David Christianson seems to operate on a motto of going all in or all out, particularly with academics.

He a senior at the University of South Dakota (USD) Sanford School of Medicine, where he is a member of the Gold Humanism Society and president of the South Dakota Chapter of the Alpha Omega Alpha Honor Medical Society.

He exercised this drive to achieve in his early years by graduating from high school at age 17 due to skipping a grade. However, he later dropped out of Worcester Polytechnic Institute in Massachusetts a year shy of graduation because he decided he didn’t want to be an engineer.

After working in automobile restoration for a few years, both in his hometown of Long Island, New York and then California, he got his first taste of South Dakota life after marrying his wife, Melissa, a Chester, South Dakota native, and moving to the state shortly thereafter. After residing by Brookings for a time, they decided to return to California.

“When I was in my 20s, I was largely trying to figure out what I wanted to do for a career while also trying to make enough money to support myself,” Christianson said.

It was when he was finally at a place of financial security that he received news that changed his direction in life. A friend’s toddler daughter was diagnosed with Diffuse Intrinsic Pontine Glioma (DIPG), a brain tumor that typically ends a life within 10 months of diagnosis.

Having had two children himself by that time, this news affected Christianson deeply.

“I pictured having to live through some of the things they were going through, and it was very sad to me,” he said.

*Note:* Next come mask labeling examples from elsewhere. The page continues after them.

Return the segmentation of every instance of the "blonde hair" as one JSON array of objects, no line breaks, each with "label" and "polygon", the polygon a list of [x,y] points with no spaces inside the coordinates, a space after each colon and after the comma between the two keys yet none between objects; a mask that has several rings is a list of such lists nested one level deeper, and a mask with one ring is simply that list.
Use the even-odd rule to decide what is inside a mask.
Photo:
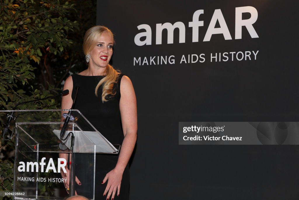
[{"label": "blonde hair", "polygon": [[[95,26],[90,28],[86,31],[84,36],[83,42],[83,51],[85,55],[89,54],[92,50],[99,41],[101,35],[104,32],[111,34],[114,42],[113,33],[108,28],[103,26]],[[114,69],[112,65],[108,64],[106,67],[106,76],[102,79],[97,85],[94,93],[97,97],[97,91],[102,85],[103,92],[102,94],[102,101],[103,103],[108,101],[107,96],[111,95],[113,97],[116,94],[116,91],[113,91],[115,83],[117,84],[118,76],[120,73],[119,70]]]}]

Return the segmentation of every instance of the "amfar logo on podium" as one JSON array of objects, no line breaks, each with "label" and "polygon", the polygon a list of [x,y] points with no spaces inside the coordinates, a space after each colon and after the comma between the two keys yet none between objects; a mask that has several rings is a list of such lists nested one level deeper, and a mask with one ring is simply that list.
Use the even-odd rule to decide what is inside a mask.
[{"label": "amfar logo on podium", "polygon": [[[246,19],[242,19],[242,14],[249,13],[251,15],[250,18]],[[204,26],[204,21],[199,21],[201,14],[204,13],[204,10],[199,10],[193,14],[192,21],[190,22],[189,27],[192,27],[192,42],[198,42],[199,27]],[[242,39],[242,27],[245,26],[249,33],[251,38],[258,37],[259,36],[254,30],[252,25],[257,19],[257,11],[252,6],[244,6],[236,8],[235,39]],[[219,22],[220,28],[215,28],[217,21]],[[142,46],[152,44],[152,29],[147,24],[141,24],[137,27],[138,30],[144,29],[146,32],[139,33],[135,37],[134,41],[138,46]],[[185,43],[186,30],[185,25],[181,22],[177,22],[173,25],[167,22],[156,24],[156,44],[161,44],[162,41],[162,31],[164,29],[167,30],[167,43],[173,43],[173,30],[178,28],[179,30],[179,43]],[[222,14],[221,10],[215,10],[210,23],[210,25],[206,33],[203,41],[210,41],[212,35],[216,34],[222,34],[225,40],[232,40],[231,36],[225,22],[224,17]],[[140,40],[143,37],[146,37],[143,41]]]},{"label": "amfar logo on podium", "polygon": [[[46,163],[45,162],[45,160],[46,160],[46,158],[45,157],[42,159],[41,162],[39,163],[39,165],[41,167],[41,172],[44,172],[44,166],[46,165]],[[18,170],[20,172],[29,171],[29,169],[31,168],[31,172],[39,172],[39,163],[37,162],[27,162],[27,166],[25,164],[25,163],[23,162],[20,162],[19,163],[20,165],[18,167]],[[51,169],[53,170],[53,172],[55,173],[60,173],[60,168],[62,168],[62,170],[63,172],[65,173],[66,173],[66,171],[65,168],[65,167],[66,165],[66,160],[64,158],[58,158],[57,162],[57,169],[56,170],[55,167],[55,165],[54,164],[54,162],[53,161],[53,159],[50,158],[49,160],[49,163],[46,168],[45,172],[49,172],[49,170]],[[27,166],[27,167],[26,167]],[[35,167],[35,170],[34,171]]]}]

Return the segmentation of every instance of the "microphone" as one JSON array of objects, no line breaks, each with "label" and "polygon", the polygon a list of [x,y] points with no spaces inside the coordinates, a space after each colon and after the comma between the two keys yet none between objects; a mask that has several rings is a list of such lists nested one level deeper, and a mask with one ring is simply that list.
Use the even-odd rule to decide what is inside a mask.
[{"label": "microphone", "polygon": [[[79,86],[77,86],[76,87],[76,89],[77,90],[76,93],[76,94],[75,95],[75,98],[74,99],[74,100],[73,101],[73,105],[72,105],[72,107],[71,108],[71,109],[72,109],[74,108],[74,105],[75,104],[75,102],[76,102],[76,100],[77,99],[77,95],[78,94],[78,91],[79,90]],[[68,126],[68,121],[70,121],[70,119],[71,118],[71,111],[70,110],[68,111],[68,113],[66,115],[66,117],[65,117],[65,120],[64,121],[64,123],[63,123],[63,125],[62,126],[62,128],[61,128],[61,130],[60,132],[60,139],[62,140],[63,140],[62,139],[62,137],[63,134],[64,134],[66,130],[66,127]],[[66,139],[66,138],[65,138]]]},{"label": "microphone", "polygon": [[[68,90],[65,90],[62,91],[61,93],[58,94],[56,94],[55,95],[53,95],[53,96],[51,96],[50,97],[46,97],[44,98],[42,98],[42,99],[35,99],[34,100],[31,100],[31,101],[25,101],[24,102],[22,102],[20,103],[18,103],[17,104],[17,105],[16,105],[16,106],[13,108],[13,110],[16,109],[17,107],[20,105],[22,105],[22,104],[24,104],[25,103],[30,103],[32,102],[34,102],[34,101],[41,101],[41,100],[45,100],[45,99],[49,99],[50,98],[53,98],[55,97],[57,97],[57,96],[59,96],[60,95],[61,95],[61,94],[68,94],[69,92]],[[3,131],[2,132],[2,136],[4,139],[4,140],[6,140],[4,138],[4,136],[5,134],[6,133],[6,132],[7,132],[7,130],[8,129],[8,127],[9,127],[9,125],[10,123],[10,122],[11,121],[11,120],[13,119],[14,120],[16,119],[16,117],[13,115],[13,111],[11,114],[10,115],[9,114],[7,114],[7,118],[8,119],[7,120],[7,122],[6,123],[6,124],[5,124],[5,126],[4,126],[4,129],[3,129]]]},{"label": "microphone", "polygon": [[[34,145],[34,150],[37,150],[37,145]],[[50,148],[58,147],[59,149],[62,151],[66,150],[68,148],[62,142],[56,144],[39,144],[39,150],[46,150]]]}]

Upon looking into the disease, he discovered that there hadn’t been much research done on it in the last few decades.

A problem solver at heart, Christianson decided to make a drastic life change.

“I wanted to go into a field that would allow me to work on (DIPG), if possible,” he said.

With his wife’s support, Christianson looked into schools that would best help him accomplish his goal. Knowing he would have to finish an undergraduate degree, and that living in South Dakota would be easier on his family than staying in California, the family relocated to Yankton in 2012.

“USD is the only medical school in South Dakota, and we really liked Yankton as a town to live in,” he said. “It has a great school district, great neighbors and is the perfect size for us.”

Christianson became a student at USD at that time and graduated with a bachelor’s in chemistry in 2014. He entered the Sanford School of Medicine that same year to specialize in neurologic surgery.

His experience at USD has been a good one, he said.


“The school is relatively small compared to a lot of other medical schools, and I think that’s a huge asset,” he said. “The professors are smart and approachable and I’m very fond of all my classmates I’ve gotten to know. I’ll be sorry to leave.”

Though USD doesn’t have a neurological surgery program, it has given him a “leg up” in preparing to apply for a surgical specialty, he said.

“There are a lot of opportunities to do hands-on work,” he said.

In the last four years, he has done rotations at Avera Sacred Heart Hospital and Yankton Medical Clinic. He is currently undergoing a Rural Family Medicine rotation at the Vermillion Medical Clinic.

Though he manages a full schedule with school-related activities, Christianson is able to find time for his family.

He enjoys going for runs on the Yankton trails as his kids bike beside him and taking walks with his wife on the Meridian Bridge. He also makes an effort to play the guitar each day and occasionally cook.

“I try to stay mindful of all the things that are important to me and use that as a guide for how I divide my time,” he said.

He studies at times when his three children — Carl, Oscar and Margaret — are otherwise occupied, attends their sporting events and school conferences and uses technology like Skype and Google Drive to keep in touch with them throughout the day.

He also involves them in his volunteer work at Servant Hearts Clinic in Yankton. Every week, they go there to clean the place up to teach them about service, Christianson said.

“I think that service for the community, especially for healthcare, is as important as ever, and I want to be a part of it,” he said.

He also did some remodeling work on the clinic, which his kids were also involved with.

“I’d been a longtime carpenter, so it was a blessing to be able to take some time out and teach the kids about that,” he said.

While his friend’s daughter has defied the odds and is still living years after her diagnosis, Christianson’s drive to learn more about treating DIPG is still going strong.

On March 26, known as “Match Day” for medical students, he will find out where his yearlong residency training will take place. He hopes to remain in the Midwest.

“This is a nice area,” he said. “I have no complaints about the place.”